Fig. 7.
B6D2F1/J recipients of perforin-deficient B6.pfp−/− donor T cells display less GVL activity against P815 mastocytoma.
(A) On day 0, all B6D2F1 recipients received lethal irradiation (1300 cGy) and then B6 TCD-BM cells (5 × 106). In addition, some recipients received splenic T cells (2 × 106) from normal B6, B6.gld, or B6.pfp−/− donors. Death from GVHD is shown as a Kaplan-Meier survival curve. Recipients of B6.pfp−/− T cells had significantly fewer deaths than recipients of B6 T cells (P < .04) and more deaths than recipients of B6.gld T cells (P < .04). Combined data from 2 experiments with 16 animals per group are shown. (B, C) B6D2F1/J mice received transplants as in panel A, but all recipients received 1000 P815 mastocytoma cells in addition on day 0 after the lethal irradiation.
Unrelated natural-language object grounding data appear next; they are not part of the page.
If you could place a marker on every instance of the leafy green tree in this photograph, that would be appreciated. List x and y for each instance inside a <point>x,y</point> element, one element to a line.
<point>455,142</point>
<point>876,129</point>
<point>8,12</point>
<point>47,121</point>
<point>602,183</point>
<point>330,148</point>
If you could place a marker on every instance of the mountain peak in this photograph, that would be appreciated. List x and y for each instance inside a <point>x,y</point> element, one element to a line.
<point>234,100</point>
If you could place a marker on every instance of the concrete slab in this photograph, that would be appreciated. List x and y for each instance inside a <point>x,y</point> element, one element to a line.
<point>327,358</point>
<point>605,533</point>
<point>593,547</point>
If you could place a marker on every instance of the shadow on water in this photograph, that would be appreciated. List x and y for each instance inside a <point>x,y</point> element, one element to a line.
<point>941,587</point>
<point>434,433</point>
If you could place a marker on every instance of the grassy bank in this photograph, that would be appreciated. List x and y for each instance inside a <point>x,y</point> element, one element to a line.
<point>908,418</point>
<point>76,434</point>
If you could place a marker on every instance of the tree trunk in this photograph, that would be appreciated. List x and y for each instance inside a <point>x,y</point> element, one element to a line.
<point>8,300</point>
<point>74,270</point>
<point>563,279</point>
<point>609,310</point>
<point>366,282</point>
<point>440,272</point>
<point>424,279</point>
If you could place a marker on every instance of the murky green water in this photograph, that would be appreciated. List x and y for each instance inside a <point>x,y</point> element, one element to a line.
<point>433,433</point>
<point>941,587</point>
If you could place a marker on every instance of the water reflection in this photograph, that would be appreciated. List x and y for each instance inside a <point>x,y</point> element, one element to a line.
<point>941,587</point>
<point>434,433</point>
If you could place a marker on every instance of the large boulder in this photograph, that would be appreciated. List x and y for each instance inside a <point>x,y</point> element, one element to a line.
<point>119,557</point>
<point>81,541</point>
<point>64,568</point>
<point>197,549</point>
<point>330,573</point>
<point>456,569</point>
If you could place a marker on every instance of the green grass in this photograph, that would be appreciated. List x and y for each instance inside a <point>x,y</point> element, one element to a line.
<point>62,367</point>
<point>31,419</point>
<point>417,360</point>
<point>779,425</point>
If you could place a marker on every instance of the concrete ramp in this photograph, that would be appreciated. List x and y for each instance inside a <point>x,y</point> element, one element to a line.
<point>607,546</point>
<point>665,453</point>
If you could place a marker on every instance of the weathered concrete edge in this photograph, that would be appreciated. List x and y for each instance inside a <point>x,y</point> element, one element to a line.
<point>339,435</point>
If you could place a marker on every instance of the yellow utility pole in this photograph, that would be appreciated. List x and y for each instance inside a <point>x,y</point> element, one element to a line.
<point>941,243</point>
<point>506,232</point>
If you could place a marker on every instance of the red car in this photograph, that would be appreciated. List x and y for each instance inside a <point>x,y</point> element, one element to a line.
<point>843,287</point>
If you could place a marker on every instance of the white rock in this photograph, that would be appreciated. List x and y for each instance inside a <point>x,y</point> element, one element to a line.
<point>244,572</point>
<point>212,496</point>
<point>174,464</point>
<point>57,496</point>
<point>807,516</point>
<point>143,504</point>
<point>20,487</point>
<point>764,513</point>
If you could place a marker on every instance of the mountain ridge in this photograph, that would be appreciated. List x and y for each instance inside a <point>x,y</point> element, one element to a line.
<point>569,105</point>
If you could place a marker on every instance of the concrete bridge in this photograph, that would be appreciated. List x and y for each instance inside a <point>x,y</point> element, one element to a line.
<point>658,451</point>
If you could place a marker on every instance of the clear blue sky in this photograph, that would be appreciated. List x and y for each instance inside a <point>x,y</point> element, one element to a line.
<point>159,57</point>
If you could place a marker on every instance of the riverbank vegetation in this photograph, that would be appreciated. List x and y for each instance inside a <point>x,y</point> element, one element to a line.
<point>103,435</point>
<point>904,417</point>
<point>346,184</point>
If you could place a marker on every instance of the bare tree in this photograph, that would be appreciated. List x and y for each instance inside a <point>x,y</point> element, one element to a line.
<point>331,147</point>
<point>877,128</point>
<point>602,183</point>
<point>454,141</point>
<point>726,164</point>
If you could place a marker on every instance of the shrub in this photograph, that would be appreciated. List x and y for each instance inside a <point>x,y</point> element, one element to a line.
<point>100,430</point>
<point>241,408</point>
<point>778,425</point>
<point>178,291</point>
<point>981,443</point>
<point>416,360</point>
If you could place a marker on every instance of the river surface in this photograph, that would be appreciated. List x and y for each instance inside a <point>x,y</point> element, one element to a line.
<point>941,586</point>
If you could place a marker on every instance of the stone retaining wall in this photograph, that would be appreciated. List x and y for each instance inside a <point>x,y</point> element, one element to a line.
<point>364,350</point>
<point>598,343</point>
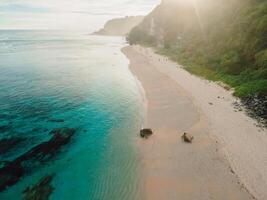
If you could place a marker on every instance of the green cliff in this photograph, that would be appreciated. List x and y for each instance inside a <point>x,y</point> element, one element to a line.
<point>222,40</point>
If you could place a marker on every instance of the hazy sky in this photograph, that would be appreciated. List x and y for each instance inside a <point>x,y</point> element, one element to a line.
<point>67,14</point>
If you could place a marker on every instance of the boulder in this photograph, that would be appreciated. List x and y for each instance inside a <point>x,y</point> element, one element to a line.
<point>146,133</point>
<point>187,138</point>
<point>40,191</point>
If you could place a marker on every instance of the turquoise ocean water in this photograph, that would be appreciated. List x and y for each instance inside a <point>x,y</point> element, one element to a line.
<point>55,79</point>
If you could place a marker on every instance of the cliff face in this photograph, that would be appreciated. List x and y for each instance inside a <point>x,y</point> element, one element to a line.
<point>225,39</point>
<point>120,26</point>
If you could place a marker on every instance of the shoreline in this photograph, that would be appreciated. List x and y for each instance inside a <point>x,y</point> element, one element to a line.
<point>220,155</point>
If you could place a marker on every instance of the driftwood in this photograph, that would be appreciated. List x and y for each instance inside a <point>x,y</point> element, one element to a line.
<point>187,138</point>
<point>146,133</point>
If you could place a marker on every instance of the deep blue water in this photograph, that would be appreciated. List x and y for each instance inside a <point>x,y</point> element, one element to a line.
<point>51,80</point>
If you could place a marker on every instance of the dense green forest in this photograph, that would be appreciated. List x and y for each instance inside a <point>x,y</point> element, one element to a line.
<point>221,40</point>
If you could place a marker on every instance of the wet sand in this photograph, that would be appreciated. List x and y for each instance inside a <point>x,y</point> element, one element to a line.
<point>227,159</point>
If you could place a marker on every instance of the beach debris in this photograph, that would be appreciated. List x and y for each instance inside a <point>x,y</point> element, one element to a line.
<point>11,173</point>
<point>146,133</point>
<point>40,191</point>
<point>187,138</point>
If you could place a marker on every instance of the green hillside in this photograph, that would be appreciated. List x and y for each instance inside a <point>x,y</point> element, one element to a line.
<point>223,40</point>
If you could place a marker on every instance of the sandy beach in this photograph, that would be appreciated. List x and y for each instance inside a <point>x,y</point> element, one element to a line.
<point>228,157</point>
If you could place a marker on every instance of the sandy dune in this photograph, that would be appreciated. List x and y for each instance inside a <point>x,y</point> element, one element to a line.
<point>228,157</point>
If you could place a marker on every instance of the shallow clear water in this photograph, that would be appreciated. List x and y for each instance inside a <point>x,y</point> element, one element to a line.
<point>83,80</point>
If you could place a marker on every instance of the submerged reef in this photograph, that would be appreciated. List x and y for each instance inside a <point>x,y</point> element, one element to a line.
<point>12,171</point>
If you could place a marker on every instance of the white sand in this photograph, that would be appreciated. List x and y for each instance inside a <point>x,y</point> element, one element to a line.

Recipients of B6 TCD-BM succumbed to P815 mastocytoma, and hepatomegaly and liver metastases were observed at autopsy. Liver tissue was preserved in formalin (10%) and embedded in paraffin, and tissue sections were stained with hematoxylin and eosin. Histopathologic examination revealed extensive tumor infiltration with a loss of liver architecture (large picture; original magnification, 100 ×), many large round to polyhedral cells with small basophilic cytoplasmic granules, and empty vesiculated nuclei with large nucleoli and frequent mitotic figures (arrow, inset: original magnification, 1000 ×). Mortality of GVHD survivors from P815 mastocytoma is shown in panel C. Results from 3 combined experiments with 10 to 17 animals per group are shown. Recipients of B6.pfp−/− T cells had significantly more deaths than recipients of B6 T cells (P < .03) or B6.gld T cells (P = .02).